Yeah balancing my boat too. I had to much rear end sag. I was reading on that Carb kit and it changes more than just my Carb. Ill do another call to mud buddy and make sure its what I want. I'm curious on the gearing as well. In the end it doesn't matter what motor being able to maintain the rpms or get more is all we r talking about.


----------



## lewy149 (Apr 19, 2007)

Pretty sure I'm going with the cross over


----------



## zep02 (Mar 29, 2007)

The guys at mudbuddy (Micah especially) are great. Very knowledgeable and honest in regards to helping people set up their rigs/motors. Remember, questioning and research is free!!


----------



## smoke (Jun 3, 2006)

All of the motors everyone is mentioning start with the 35 van. with upgrades. Heads, carb, exhust, rods & pistons, roller rockers etc. Shawn if you've got he motor all ready you can take it as far as you want. You can take it to the 7000 bamf if you want to spend the money.

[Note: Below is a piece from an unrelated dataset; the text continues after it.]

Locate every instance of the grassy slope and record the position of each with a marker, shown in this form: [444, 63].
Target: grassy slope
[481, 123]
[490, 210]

In my opinion theres really no reason to buy a new motor if you have the 35 now to start with. Mod the bee otch and grab a hand full of throttle and hang on. 
Smoke


----------



## lewy149 (Apr 19, 2007)

smoke said:


> All of the motors everyone is mentioning start with the 35 van. with upgrades. Heads, carb, exhust, rods & pistons, roller rockers etc. Shawn if you've got he motor all ready you can take it as far as you want. You can take it to the 7000 bamf if you want to spend the money. In my opinion theres really no reason to buy a new motor if you have the 35 now to start with. Mod the bee otch and grab a hand full of throttle and hang on.
> Smoke


Exactly


----------